Tobat bukan sekadar penyesalan dalam hati, tetapi juga mencakup tekad kuat untuk berubah dan tidak mengulangi kesalahan yang sama.
Allah SWT memiliki sifat Maha Penerima Tobat. Dia senantiasa memberikan kesempatan kepada hamba-Nya yang dengan tulus ingin kembali ke jalan-Nya.
Dalam Al-Qur’an, Allah berfirman:
“Sesungguhnya Allah mencintai orang-orang yang bertobat.” (QS Al-Baqarah: 222)
Rasulullah SAW juga bersabda:
“Sungguh, Allah sangat berbahagia atas permohonan tobat hamba-Nya.” (HR Bukhari dan Muslim)
Meskipun manusia tidak bisa memastikan apakah tobatnya diterima, ada beberapa tanda yang dapat menunjukkan bahwa Allah menerima tobat seseorang.
Tanda-tanda tersebut terlihat dari perubahan dalam sikap, hati, dan kebiasaan dalam beribadah. Berikut ini beberapa di antaranya:
1. Tidak Lagi Mengulangi Dosa
Tanda utama tobat yang diterima adalah berhentinya seseorang dari dosa yang pernah dilakukan. Bila seseorang mengaku bertobat namun masih melakukan kesalahan yang sama, maka niat tobatnya perlu dipertanyakan.
2. Merasa Sangat Menyesal
Perasaan menyesal yang dalam terhadap dosa-dosa masa lalu menjadi ciri kuat diterimanya tobat. Penyesalan ini mendorong seseorang menjauh dari perbuatan buruk dan membuatnya enggan mengulanginya.
3. Memperbaiki Diri dan Mengajak Kebaikan
Mereka yang diterima tobatnya biasanya terdorong untuk memperbaiki sikap, serta berusaha mencegah orang lain agar tidak jatuh ke dalam dosa yang sama.
4. Semangat dalam Beribadah
Hamba yang tobatnya diterima akan merasakan ketenangan dan kemudahan dalam beribadah. Ia menjadi lebih khusyuk dalam salat, rajin berzikir, dan lebih dekat kepada Allah SWT.
5. Takut Terjerumus Kembali dalam Dosa
Perasaan waspada dan takut untuk kembali berbuat dosa adalah pertanda lain dari tobat yang tulus. Seseorang akan lebih hati-hati dan berusaha menjauhi godaan maksiat.

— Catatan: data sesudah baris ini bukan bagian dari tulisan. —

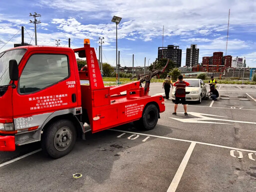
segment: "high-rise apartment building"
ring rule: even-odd
[[[199,58],[199,48],[197,44],[191,44],[190,48],[186,48],[186,66],[192,67],[198,64]]]
[[[170,58],[176,64],[176,67],[182,66],[182,50],[179,46],[169,45],[167,47],[158,48],[158,59]]]

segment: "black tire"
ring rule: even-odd
[[[72,122],[61,120],[50,124],[42,134],[42,148],[52,158],[68,154],[76,140],[76,130]]]
[[[138,120],[140,128],[146,130],[154,128],[158,123],[158,108],[155,104],[146,106],[143,110],[142,118]]]

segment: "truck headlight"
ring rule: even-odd
[[[0,123],[0,130],[4,130],[4,124]]]
[[[199,92],[198,90],[193,90],[190,92],[190,94],[199,94]]]
[[[14,130],[14,126],[12,125],[12,123],[0,123],[0,130],[6,130],[6,132]]]

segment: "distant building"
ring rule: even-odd
[[[245,61],[245,60],[244,60]],[[236,56],[232,60],[231,66],[232,68],[242,68],[244,67],[244,63],[242,62],[242,58]]]
[[[169,45],[158,48],[158,60],[170,58],[176,64],[176,68],[182,66],[182,50],[180,49],[179,46]]]
[[[210,64],[210,56],[203,56],[202,57],[202,66],[206,66]]]
[[[225,68],[231,68],[232,65],[232,56],[226,56],[223,57],[222,64],[225,66]]]
[[[222,64],[222,60],[223,57],[223,52],[214,52],[212,57],[212,64],[220,66]]]
[[[191,44],[190,48],[186,48],[186,66],[192,67],[198,64],[199,48],[197,44]]]

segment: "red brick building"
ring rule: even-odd
[[[214,52],[213,56],[204,56],[202,66],[192,68],[193,72],[220,72],[226,68],[230,68],[232,64],[232,56],[223,56],[223,52]]]
[[[223,52],[214,52],[212,58],[212,64],[214,66],[221,66],[222,64],[222,58]]]
[[[202,57],[202,66],[207,66],[209,64],[210,56],[203,56]]]
[[[232,65],[232,56],[226,56],[223,57],[223,64],[225,65],[225,67],[231,68]]]

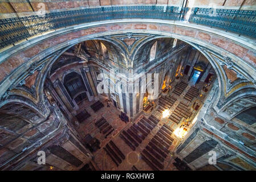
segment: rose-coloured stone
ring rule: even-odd
[[[135,29],[147,29],[147,24],[135,24],[133,27]]]
[[[229,123],[227,125],[227,126],[233,130],[234,130],[234,131],[239,130],[239,127],[236,127],[235,125],[234,125],[232,123]]]
[[[242,134],[242,135],[243,135],[245,137],[246,137],[247,138],[248,138],[251,140],[255,140],[255,139],[254,136],[253,136],[247,133],[243,133]]]
[[[210,35],[202,32],[198,32],[196,37],[207,42],[210,42],[212,38]]]
[[[148,30],[159,30],[159,26],[157,24],[148,24]]]
[[[231,42],[229,43],[227,50],[241,58],[243,57],[248,51],[247,49]]]

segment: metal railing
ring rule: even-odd
[[[40,33],[84,23],[121,19],[156,19],[220,28],[256,38],[256,11],[161,6],[87,8],[0,20],[0,48]],[[189,16],[189,18],[188,18]]]

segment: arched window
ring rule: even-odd
[[[149,61],[151,61],[153,59],[156,59],[157,46],[157,41],[156,41],[155,43],[153,44],[152,47],[151,47],[151,49],[150,49]]]

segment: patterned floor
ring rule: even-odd
[[[200,85],[200,84],[198,84],[198,85]],[[190,88],[190,86],[188,85],[180,96],[173,93],[169,93],[172,97],[177,98],[176,101],[170,109],[170,114],[172,114],[172,111],[181,101],[188,104],[191,104],[189,101],[184,98],[184,97]],[[133,121],[133,122],[137,123],[143,117],[148,118],[151,114],[153,114],[156,118],[159,118],[160,121],[158,123],[157,126],[153,129],[147,137],[145,137],[145,139],[143,140],[141,143],[139,143],[139,146],[136,147],[136,150],[133,151],[119,136],[121,131],[124,130],[127,130],[133,125],[133,123],[129,122],[125,123],[123,121],[121,121],[119,117],[120,111],[112,105],[109,105],[109,107],[107,107],[107,102],[105,102],[104,100],[104,99],[100,100],[101,102],[104,104],[104,107],[96,113],[95,113],[90,107],[90,105],[96,102],[96,101],[91,102],[87,101],[83,104],[83,106],[82,107],[83,109],[86,109],[86,111],[91,114],[91,117],[80,123],[78,127],[78,131],[83,136],[86,136],[87,134],[90,134],[92,136],[96,137],[100,142],[101,148],[93,153],[95,157],[93,160],[92,160],[91,163],[96,169],[100,170],[129,171],[132,170],[132,168],[133,166],[139,171],[152,170],[148,164],[147,164],[144,160],[141,159],[141,156],[140,154],[141,154],[142,151],[145,148],[155,135],[156,135],[164,123],[169,126],[173,130],[179,127],[180,125],[173,122],[170,121],[169,119],[161,118],[162,114],[157,111],[157,107],[155,108],[150,113],[143,113],[137,118],[136,121]],[[157,101],[156,102],[157,104],[158,101]],[[195,113],[196,111],[193,111],[192,109],[190,111],[193,112],[193,114],[196,114]],[[111,134],[108,135],[107,138],[105,138],[104,135],[99,132],[99,129],[95,125],[95,122],[103,117],[115,129],[115,131],[112,132]],[[174,156],[173,156],[172,154],[181,139],[176,137],[173,133],[170,136],[174,140],[172,145],[169,148],[170,152],[163,162],[163,170],[177,170],[173,164],[173,163],[174,161]],[[122,160],[121,163],[118,167],[113,162],[111,157],[107,155],[106,151],[103,150],[103,147],[104,147],[107,143],[109,143],[111,140],[116,144],[117,147],[125,156],[125,159]]]

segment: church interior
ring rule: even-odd
[[[256,171],[255,17],[254,0],[1,1],[0,170]]]

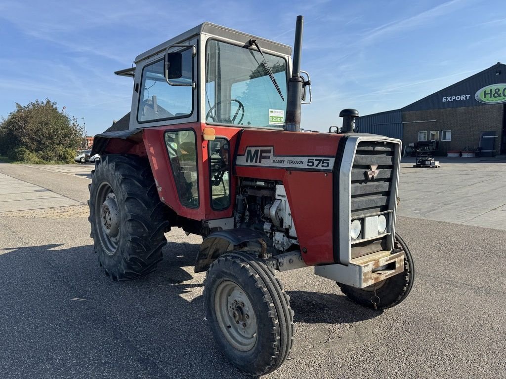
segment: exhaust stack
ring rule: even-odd
[[[288,80],[286,99],[286,118],[285,130],[299,131],[301,129],[301,104],[302,102],[302,85],[301,77],[301,55],[302,52],[302,32],[304,16],[298,16],[295,26],[295,42],[293,44],[293,62],[291,77]]]
[[[343,109],[339,113],[339,117],[343,117],[343,128],[341,133],[355,133],[355,119],[359,117],[356,109]]]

6. Memilih Teman dan Lingkungan yang Baik
Lingkungan yang positif sangat berpengaruh terhadap kelanggengan tobat. Mereka yang bertobat akan mencari teman-teman yang saleh agar tetap terjaga dalam kebaikan. Nabi SAW bersabda:
“Teman yang baik dan teman yang buruk diibaratkan seperti pembawa minyak wangi dan peniup api.” (HR Bukhari dan Muslim)

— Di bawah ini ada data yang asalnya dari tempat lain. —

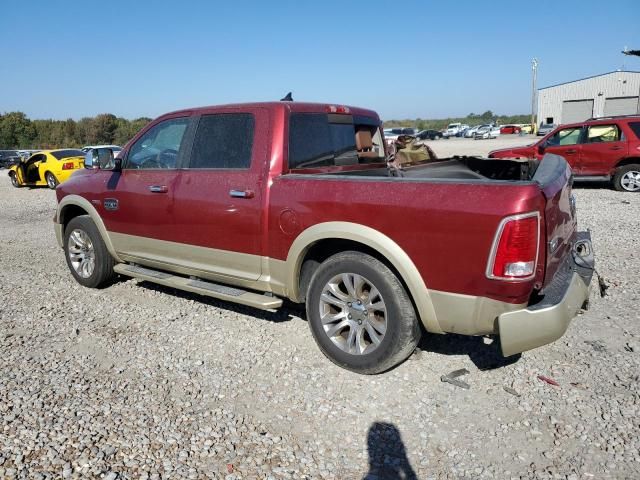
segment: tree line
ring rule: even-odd
[[[457,118],[385,120],[384,126],[385,128],[413,127],[418,130],[442,130],[450,123],[465,123],[467,125],[480,125],[483,123],[495,123],[497,125],[522,124],[531,123],[531,115],[496,115],[491,110],[487,110],[484,113],[470,113],[466,117]]]
[[[30,120],[22,112],[0,114],[0,150],[78,148],[84,145],[124,145],[151,121],[101,113],[78,121]]]

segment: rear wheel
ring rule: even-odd
[[[47,172],[44,175],[44,179],[47,181],[47,186],[51,189],[55,189],[60,183],[58,182],[58,179],[56,178],[56,176],[51,172]]]
[[[616,170],[613,188],[619,192],[640,192],[640,165],[625,165]]]
[[[385,264],[360,252],[338,253],[318,267],[307,291],[307,318],[322,352],[358,373],[394,367],[421,335],[402,283]]]
[[[99,288],[115,277],[115,261],[88,215],[71,219],[65,228],[64,254],[71,274],[80,285]]]
[[[11,179],[11,185],[13,185],[16,188],[20,188],[22,185],[20,185],[20,182],[18,182],[18,177],[16,176],[15,172],[12,172],[9,174],[9,178]]]

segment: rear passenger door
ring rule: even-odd
[[[223,280],[260,276],[269,130],[261,108],[216,110],[197,119],[175,191],[177,238],[190,246],[185,267]]]
[[[628,144],[615,123],[589,125],[580,154],[580,175],[609,175],[627,156]]]

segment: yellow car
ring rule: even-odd
[[[82,150],[75,149],[41,150],[9,168],[11,184],[16,188],[40,185],[56,188],[84,167],[84,155]]]

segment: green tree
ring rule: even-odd
[[[0,147],[27,148],[36,137],[31,120],[22,112],[9,112],[0,117]]]

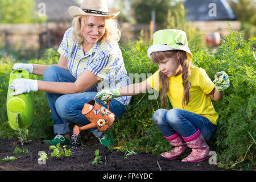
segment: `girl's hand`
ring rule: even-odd
[[[15,63],[11,69],[15,70],[18,69],[23,69],[28,72],[30,74],[33,73],[33,65],[27,63]]]
[[[217,91],[222,92],[229,86],[229,77],[225,72],[217,72],[214,78],[213,83]]]
[[[113,98],[117,98],[121,96],[120,89],[115,89],[113,90],[101,90],[96,94],[94,98],[99,99],[106,105],[107,101],[111,101]]]
[[[10,85],[10,89],[16,90],[11,93],[11,96],[29,93],[31,91],[38,91],[38,80],[27,78],[15,79]]]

7. Menyadari Kehidupan Dunia Bersifat Sementara
Orang yang tobatnya diterima akan mulai lebih fokus pada akhirat, menyadari bahwa urusan dunia hanya bersifat sementara, dan kehidupan yang hakiki adalah di akhirat.
8. Menjaga Ucapan dan Perilaku
Salah satu bukti nyata taubat yang diterima adalah seseorang lebih berhati-hati dalam berbicara dan berperilaku. Ia menghindari ucapan yang sia-sia atau menyakiti orang lain. Rasulullah SAW bersabda:
“Amal yang paling dicintai Allah adalah menjaga lisan.” (HR Al-Baihaqi)
Keseluruhan tanda-tanda di atas mencerminkan perubahan positif dalam diri seseorang yang benar-benar ingin memperbaiki diri. Semoga kita termasuk di antara hamba-hamba Allah SWT yang tobatnya diterima dan terus istiqamah di jalan-Nya.